第38話 反逆の翼
<journalist report>
澄み渡るような青空の下だった。
だが、その下ではどうしようもない程の混乱が広がっていた。
突然の侵入者、連邦の広報官はご安心をと言ったが、安心などできる筈がない。
ましてや、頼みの綱であるアルタイル・ナイツがやられてしまったのだから。
悲鳴を上げ逃げる観衆、残っているのは、度胸のある野次馬と、我々プロの野次馬だ。
多くの取材陣は歴史に残るスクープだと、制止する連邦の士官を無視して必死にカメラを回した。
私もその一人だ。
ビデオモードのカメラを携え、必死に空の上の三機を狙った。
何だ、何をする気なんだ?
何か燃料タンク、若しくは爆弾のようなものが見える。
3機は綺麗に編隊を整える、式典を爆撃する気か?
確かにそうすれば、出席している連邦の要人、それに降伏を認めた敗北主義者ウラギリモノを一掃することが出来る。
しかし、仮にも平和の祭典、市民も、別の国のお国賓もいる中でそんなことをすれば、国際社会は彼らを平和への反逆者として大きく非難するだろう。
それとも、別の連邦軍機が迎撃に来るか?
と、レンズの向こうの戦闘機が煙を吐いた。
「神経ガスを使う気か!?」
誰かがそう叫んだ。
だが、私はそうは思わなかった。
そう恐ろしいものに見えなかった。もっとこう、クレヨンの様な何か……。
あれは。
「……スモーク?」
結果として、それは正しかった。
3機の戦闘機は、それそれが積んだポッド上のものから、7色の色とりどりのスモークを出す。

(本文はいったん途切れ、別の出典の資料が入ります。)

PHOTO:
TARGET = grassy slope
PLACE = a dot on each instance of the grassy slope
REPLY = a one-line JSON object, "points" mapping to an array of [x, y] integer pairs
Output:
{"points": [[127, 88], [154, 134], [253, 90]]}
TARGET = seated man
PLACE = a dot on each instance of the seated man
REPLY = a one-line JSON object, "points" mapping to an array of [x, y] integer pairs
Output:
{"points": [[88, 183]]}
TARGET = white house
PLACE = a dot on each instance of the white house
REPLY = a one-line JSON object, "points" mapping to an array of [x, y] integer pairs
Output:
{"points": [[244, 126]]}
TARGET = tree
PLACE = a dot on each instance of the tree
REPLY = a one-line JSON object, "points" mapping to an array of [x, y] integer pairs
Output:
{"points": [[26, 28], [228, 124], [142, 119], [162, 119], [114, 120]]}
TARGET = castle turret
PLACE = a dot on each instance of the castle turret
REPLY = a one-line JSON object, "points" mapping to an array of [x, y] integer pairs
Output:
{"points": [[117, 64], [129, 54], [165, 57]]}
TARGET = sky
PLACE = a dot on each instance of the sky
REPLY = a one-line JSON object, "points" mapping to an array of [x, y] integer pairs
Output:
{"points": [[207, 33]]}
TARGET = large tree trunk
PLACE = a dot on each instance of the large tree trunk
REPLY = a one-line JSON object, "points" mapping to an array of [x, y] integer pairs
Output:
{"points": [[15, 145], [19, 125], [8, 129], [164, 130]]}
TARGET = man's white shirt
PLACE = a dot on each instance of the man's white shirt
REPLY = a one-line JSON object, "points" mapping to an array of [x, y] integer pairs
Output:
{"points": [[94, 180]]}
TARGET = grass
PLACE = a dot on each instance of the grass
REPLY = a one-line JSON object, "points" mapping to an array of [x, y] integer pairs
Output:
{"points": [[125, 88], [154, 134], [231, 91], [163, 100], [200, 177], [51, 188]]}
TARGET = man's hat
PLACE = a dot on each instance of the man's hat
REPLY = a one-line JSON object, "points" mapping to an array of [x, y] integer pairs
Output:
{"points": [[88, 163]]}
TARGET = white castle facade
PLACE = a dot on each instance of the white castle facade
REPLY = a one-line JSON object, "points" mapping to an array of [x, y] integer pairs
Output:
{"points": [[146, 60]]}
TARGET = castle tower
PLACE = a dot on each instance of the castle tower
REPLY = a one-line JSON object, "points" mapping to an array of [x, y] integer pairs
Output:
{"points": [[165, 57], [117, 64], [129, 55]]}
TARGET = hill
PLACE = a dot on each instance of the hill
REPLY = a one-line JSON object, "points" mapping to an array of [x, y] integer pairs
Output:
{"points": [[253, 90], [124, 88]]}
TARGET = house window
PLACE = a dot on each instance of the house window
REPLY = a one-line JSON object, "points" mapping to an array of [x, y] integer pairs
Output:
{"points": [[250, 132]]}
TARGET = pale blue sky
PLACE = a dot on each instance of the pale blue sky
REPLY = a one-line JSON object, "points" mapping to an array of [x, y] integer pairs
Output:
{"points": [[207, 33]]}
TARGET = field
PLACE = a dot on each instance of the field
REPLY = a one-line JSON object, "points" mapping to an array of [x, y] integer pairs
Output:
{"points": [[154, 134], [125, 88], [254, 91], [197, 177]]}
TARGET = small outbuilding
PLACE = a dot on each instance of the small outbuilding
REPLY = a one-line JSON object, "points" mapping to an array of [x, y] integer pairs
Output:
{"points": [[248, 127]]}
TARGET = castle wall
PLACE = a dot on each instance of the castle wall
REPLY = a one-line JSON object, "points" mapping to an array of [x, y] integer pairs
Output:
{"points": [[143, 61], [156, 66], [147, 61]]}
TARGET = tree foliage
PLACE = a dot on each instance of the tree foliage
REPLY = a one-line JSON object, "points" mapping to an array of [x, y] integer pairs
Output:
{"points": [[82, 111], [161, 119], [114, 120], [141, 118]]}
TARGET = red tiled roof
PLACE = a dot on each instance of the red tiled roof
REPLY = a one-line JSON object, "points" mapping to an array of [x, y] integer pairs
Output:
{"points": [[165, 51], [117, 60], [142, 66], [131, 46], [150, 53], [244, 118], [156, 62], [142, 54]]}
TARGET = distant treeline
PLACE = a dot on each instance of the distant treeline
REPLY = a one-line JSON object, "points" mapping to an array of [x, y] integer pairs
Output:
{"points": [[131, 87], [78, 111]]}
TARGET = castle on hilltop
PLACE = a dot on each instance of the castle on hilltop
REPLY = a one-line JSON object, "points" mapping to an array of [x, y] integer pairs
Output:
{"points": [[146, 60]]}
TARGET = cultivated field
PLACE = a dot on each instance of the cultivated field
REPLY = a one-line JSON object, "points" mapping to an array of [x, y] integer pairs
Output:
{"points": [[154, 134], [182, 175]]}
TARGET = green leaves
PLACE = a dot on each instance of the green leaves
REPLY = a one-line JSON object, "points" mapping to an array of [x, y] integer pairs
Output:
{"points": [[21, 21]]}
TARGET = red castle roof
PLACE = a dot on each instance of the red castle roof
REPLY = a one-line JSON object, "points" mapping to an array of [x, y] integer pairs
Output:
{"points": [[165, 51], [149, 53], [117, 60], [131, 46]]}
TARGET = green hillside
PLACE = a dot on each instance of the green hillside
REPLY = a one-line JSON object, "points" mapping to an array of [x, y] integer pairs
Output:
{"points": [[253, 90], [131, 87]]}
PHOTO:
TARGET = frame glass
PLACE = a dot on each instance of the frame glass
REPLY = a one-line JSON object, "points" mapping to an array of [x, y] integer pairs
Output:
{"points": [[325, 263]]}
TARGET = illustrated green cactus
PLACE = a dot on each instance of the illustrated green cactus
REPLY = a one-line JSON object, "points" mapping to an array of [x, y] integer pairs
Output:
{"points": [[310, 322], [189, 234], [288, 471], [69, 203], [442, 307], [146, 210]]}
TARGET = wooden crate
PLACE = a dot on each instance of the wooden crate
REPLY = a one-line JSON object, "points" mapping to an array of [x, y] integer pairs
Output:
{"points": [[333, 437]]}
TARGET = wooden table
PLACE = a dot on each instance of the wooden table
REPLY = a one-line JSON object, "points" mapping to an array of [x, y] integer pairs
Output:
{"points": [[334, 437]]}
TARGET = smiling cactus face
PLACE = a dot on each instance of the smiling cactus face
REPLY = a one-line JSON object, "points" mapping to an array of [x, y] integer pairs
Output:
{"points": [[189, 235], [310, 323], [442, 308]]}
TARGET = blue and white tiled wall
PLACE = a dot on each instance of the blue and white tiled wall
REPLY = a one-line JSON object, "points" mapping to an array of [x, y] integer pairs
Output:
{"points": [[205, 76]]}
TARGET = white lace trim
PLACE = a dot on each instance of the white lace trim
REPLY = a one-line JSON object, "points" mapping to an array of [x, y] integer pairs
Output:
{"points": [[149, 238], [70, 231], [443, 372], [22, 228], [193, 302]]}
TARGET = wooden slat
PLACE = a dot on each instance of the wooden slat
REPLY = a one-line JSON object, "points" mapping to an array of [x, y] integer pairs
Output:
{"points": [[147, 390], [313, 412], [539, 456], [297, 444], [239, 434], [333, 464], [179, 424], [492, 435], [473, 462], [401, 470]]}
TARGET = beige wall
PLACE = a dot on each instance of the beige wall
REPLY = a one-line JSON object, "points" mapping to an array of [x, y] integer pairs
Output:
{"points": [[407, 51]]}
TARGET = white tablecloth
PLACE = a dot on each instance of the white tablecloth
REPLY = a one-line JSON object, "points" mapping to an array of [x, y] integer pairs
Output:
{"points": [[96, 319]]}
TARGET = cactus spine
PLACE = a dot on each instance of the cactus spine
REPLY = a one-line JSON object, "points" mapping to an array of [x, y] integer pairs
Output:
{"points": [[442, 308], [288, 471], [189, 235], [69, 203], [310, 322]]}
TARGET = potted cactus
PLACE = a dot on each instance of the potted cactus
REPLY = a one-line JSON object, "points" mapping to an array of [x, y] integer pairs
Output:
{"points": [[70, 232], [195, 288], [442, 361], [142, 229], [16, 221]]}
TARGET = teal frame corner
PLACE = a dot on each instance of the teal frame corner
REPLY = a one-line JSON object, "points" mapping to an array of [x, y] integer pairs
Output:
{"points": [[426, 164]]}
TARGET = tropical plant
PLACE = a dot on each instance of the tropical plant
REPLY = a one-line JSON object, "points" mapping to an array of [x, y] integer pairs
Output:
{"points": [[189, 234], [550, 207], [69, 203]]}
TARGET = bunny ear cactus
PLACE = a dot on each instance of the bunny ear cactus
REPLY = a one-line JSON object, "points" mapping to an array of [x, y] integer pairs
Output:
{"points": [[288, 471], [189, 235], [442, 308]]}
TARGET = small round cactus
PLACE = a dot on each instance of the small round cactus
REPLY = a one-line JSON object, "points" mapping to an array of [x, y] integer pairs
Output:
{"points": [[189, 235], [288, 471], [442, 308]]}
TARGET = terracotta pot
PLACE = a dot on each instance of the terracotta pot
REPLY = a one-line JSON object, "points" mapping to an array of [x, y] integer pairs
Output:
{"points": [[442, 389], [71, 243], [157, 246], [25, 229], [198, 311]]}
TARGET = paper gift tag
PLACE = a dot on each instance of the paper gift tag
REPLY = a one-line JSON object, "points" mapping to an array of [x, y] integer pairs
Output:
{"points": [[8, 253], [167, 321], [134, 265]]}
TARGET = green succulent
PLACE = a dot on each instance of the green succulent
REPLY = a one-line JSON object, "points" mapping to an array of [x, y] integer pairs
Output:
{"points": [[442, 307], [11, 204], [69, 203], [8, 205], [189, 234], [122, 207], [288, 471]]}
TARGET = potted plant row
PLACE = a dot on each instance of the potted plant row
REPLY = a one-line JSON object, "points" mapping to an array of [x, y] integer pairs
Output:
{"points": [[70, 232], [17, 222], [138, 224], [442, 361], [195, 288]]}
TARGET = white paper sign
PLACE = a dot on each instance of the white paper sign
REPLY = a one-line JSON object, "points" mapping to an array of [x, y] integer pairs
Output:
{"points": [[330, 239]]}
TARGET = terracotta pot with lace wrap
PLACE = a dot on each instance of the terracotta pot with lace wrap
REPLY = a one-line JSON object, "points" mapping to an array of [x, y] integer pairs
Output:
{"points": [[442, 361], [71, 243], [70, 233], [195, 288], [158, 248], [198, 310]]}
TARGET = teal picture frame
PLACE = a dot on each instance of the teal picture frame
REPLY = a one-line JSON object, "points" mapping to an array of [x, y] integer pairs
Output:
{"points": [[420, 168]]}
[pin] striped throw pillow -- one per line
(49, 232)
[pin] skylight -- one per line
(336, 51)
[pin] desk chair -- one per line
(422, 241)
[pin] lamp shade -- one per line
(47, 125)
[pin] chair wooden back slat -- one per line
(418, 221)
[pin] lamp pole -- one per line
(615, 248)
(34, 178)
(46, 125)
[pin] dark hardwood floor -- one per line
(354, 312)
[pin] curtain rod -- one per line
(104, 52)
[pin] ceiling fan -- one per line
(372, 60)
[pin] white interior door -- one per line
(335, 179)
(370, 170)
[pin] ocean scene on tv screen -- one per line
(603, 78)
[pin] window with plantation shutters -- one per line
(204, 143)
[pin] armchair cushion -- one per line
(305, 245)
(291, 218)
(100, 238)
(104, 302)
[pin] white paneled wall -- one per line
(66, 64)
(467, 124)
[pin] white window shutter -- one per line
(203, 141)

そして、唖然とする取材陣、第三国の国賓、平和式典の当事者たちの前で。
いや、それだけでは無い。
◇
「スワロ―、ループ、ナウ」
下には式典に参加していた人々が唖然として上を見上げていた。
奇妙だ。
こうして、誰かに見上げてもらいたいと思って飛んできて、こうして夢がかなうだなんて。
だが、今飛行を見て欲しいのは彼らではない。
シュワルツのラファールは、優雅に上向きに上昇していく。
ジャック、エリシアもそれに追従する。
バックミラーでは二人が追従してくる様子がありありと見て取れる。
自分等の通った後には、7色のスモークが残されている。
パルクフェルメ、ハイルランド、ウィルランドを始めとする連邦と戦争をしてきた国々のナショナルカラーだ。
正義を謳い上げる演説をする気なんてなかった。
だが、これはメッセージだ。
そして、先程自分が描いたスモークの跡を潜り抜け、それは完成した。
「ふぅ、やれやれ、下から見たいもんだ。
どう見えるんだろうな?」
「きっと上手くいってるさ、そして届いている筈だ。
任務は終わった。隊長、帰ろう」
「……了解、スワロー隊、ミッションコンプリート。
基地に帰還する」
◇
轟音が響き、彼らはスモークを引き、彼らの空へと帰っていく。
さらに描かれたのは巨大なリボンだった。
7色のナショナルカラーで、平和の象徴であるリボンを空に描いたのだった。
彼らの機体にはパルクフェルメの国章が載っていた。
だが、この空まであんな遠くの国からは来られない。
7か国、多くの人々が協力して、ようやく彼らはこの空までやってきたのだろう。
連邦よりか、小国よりか、どういった記事にしてやろう、そう様々な思考を巡らせていた私は空に心を奪われていた。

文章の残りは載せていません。